O efeito dominó de criação de Taxas de Controle, Monitoramento e Fiscalização das Atividades de Pesquisa, Lavra, Exploração e Aproveitamento de Recursos Minerários (TFRM) pelos Estados a partir de 2011, seguindo a criada em Minas Gerais, é atribuído por juristas à demora do governo da ex-presidente Dilma Rousseff (PT) em apresentar um projeto de lei aumentando o valor da Compensação Financeira pela Exploração de Recursos Minerais (CFEM), o royalty da mineração. Criada para pressionar pelo aumento, a TFRM acabou mantida mesmo após a mudança na alíquota da CFEM, em 2017.
A falta de equivalência entre o valor cobrado do contribuinte e o gasto no exercício da fiscalização pelos Estados será o principal argumento da CNI nas Ações Diretas de Inconstitucionalidade (ADI) 4785 (Minas Gerais), 4786 (Pará) e 4787 (Amapá). A primeira e a última, pautadas para o dia 14, devem estabelecer um precedente para o caso do Pará.
A sócia da área tributária do Azevedo Sette Advogados, Clarissa Viana, explica que a arrecadação de impostos como o IPVA é totalmente desvinculada e pode ser aplicada onde os Estados quiserem. Já o dinheiro levantado com uma taxa deve ser usado para custear a atividade a que ela se destina – no caso específico, fiscalizar a mineração.

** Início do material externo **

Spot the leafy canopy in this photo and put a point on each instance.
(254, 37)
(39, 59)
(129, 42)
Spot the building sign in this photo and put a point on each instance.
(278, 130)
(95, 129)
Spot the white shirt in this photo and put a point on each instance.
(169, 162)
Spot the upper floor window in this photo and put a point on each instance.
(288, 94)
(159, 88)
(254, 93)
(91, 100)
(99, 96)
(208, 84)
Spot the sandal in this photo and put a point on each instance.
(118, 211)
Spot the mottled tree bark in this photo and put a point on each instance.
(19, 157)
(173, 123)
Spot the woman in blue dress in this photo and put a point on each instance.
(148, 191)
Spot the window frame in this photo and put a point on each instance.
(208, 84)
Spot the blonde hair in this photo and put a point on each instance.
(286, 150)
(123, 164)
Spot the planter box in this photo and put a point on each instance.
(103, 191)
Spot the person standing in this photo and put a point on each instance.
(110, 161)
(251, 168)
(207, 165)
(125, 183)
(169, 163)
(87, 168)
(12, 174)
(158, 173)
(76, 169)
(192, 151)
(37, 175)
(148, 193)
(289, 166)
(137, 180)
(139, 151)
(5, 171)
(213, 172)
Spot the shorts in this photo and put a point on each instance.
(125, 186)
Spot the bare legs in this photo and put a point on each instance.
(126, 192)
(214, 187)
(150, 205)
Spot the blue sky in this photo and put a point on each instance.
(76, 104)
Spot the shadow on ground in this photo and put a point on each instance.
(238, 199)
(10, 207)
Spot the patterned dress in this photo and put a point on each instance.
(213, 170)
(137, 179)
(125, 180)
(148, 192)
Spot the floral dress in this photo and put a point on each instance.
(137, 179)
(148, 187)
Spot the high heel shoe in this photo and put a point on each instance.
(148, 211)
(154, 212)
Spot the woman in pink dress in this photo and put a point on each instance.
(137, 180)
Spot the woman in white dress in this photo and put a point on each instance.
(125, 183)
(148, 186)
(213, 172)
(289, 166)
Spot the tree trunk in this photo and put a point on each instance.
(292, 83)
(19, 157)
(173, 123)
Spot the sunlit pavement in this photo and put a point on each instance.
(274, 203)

Caso o STF considere a taxa mineral inconstitucional, nada impede que os Estados, através do Legislativo, criem novas taxas, desde que respeitem a regra da proporcionalidade. “A discussão principal é: por que o Estado cobra a taxa com base na produção mineral, se o custo para fiscalizar não está ligado a isso?”, diz.
Precedente favorável
Alguns julgamentos recentes da Suprema Corte em matérias similares criam precedentes favoráveis à tese das mineradoras. Em abril de 2020, foi reconhecida a inconstitucionalidade da Taxa de Controle, Monitoramento e Fiscalização Ambiental (TFPG), do Rio de Janeiro. A base de cálculo (barril de petróleo extraído) foi considerada incongruente com os custos da fiscalização. Em junho, o Plenário do STF suspendeu a Taxa de Fiscalização de Recursos Hídricos (TFRH) do Pará, repetindo o ocorrido em dezembro de 2019 na ADI nº 6.211/AP, em que declarou ilegítima a Taxa de Exploração de Recursos Hídricos do Amapá, com base no mesmo argumento.
A CNI deve apresentar cálculos reforçando a ausência de equivalência entre o valor cobrado das mineradoras e o custo da atividade de fiscalização pelos governos. O superintendente jurídico da entidade, Cassio Borges, aponta que um desfecho positivo abre caminho para pleitos individuais.
“Em regra, os efeitos da decisão de inconstitucionalidade retroagem. Excepcionalmente a Corte modula isso. Em princípio, a CNI espera que haja efeito retroativo, a permitir que eventualmente seja devolvido o valor cobrado em excesso”, diz.
Apesar dos precedentes favoráveis, a situação está indefinida. O STF chegou a iniciar o julgamento virtual do caso em outubro passado e, até a interrupção, por um pedido de destaque do ministro Luiz Fux, havia seis votos a favor da constitucionalidade da taxa. Eles incluíam o do relator, ministro Edson Fachin, que considerou a base de cálculo adotada pela lei mineira (a quantidade de minério extraído) razoável. Votaram pela invalidade do tributo os ministros Marco Aurélio, Luís Roberto Barroso e Gilmar Mendes.
O pedido de destaque deve levar o caso à estaca zero, mas o governo mineiro peticionou para que os votos sejam mantidos e o julgamento retomado de onde parou.
Apesar de estar pautada para o dia 14, a ação corre o risco de ter seu desfecho postergado por dois fatores. O primeira é o de que o novato ministro Kassio Nunes Marques pode pedir vista para se inteirar melhor do assunto – ele é relator da ADI do Pará. Além disso, está marcado para o mesmo dia o julgamento dos recursos contra a decisão do ministro Fachin que anulou as condenações do ex-presidente Luiz Inácio Lula da Silva (PT) na Lava Jato no Paraná.